You know I will sort of disagree here.

To me these magazines are a great source of "what is out there". I get both VC and CA, and I find they are great ways to see what others are doing. Sort of a snapshot of what is out there.

That said....

I do think the digital thing is getting more space than it should. I mean to look at the ads you'd think that digital is 80% of sales. But it isn't.

Personally I am about to embark on 4-5 years of pure photography. I have decided to get my MFA in photography at the University of Arizona. To start I will be getting ANOTHER bachelors degree (which should only take 1-1.5 years) to solidify my darkroom skills, and then move into an MFA at the UofA (or who knows somewhere else).

What will be really interesting is seeing where the new students are at vs the old hands/profs. I know I will be coming from an unsual background in that I have been taking pictures for a while now and I have been going more towards the older methods. A lot of the students in undergrad will be pretty fresh to things. I think they will help determine the future to some degree. It will be fascinating to see what they gravitate towards.

As to my opinion, I can't see analog ever dying out. Hell, people still work in albumen and salted paper! Plus, black and white analog work has a certain look and feel that I have yet to see digital get near.
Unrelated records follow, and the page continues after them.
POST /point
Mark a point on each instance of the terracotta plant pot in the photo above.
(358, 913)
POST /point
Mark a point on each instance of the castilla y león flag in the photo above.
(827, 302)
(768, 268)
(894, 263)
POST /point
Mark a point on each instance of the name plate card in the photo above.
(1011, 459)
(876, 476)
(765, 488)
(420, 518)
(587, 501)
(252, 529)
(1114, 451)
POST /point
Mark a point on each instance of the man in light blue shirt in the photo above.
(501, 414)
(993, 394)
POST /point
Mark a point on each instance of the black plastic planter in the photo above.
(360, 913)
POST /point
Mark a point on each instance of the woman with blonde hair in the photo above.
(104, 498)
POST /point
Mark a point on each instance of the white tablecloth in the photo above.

The problem comes from the fact that making a magazine is pretty expensive. Especially one like VC/CA. The paper is high quality, the images are high quality, and the subject matter is pretty narrow. At least compared to Newsweek or Wired. So you need to really work for every dollar and need to hustle, hustle, hustle. This puts the editor in a tough place. If the money is in digital, they have to do digital.

Add to that the web with MUCH lower costs, and you have a situation where magaiznes will not always be able to reflect what the readers are doing. It may come down to the web being able to adapt to and answer the needs of analog shooters much better than the traditional dead-trees publications.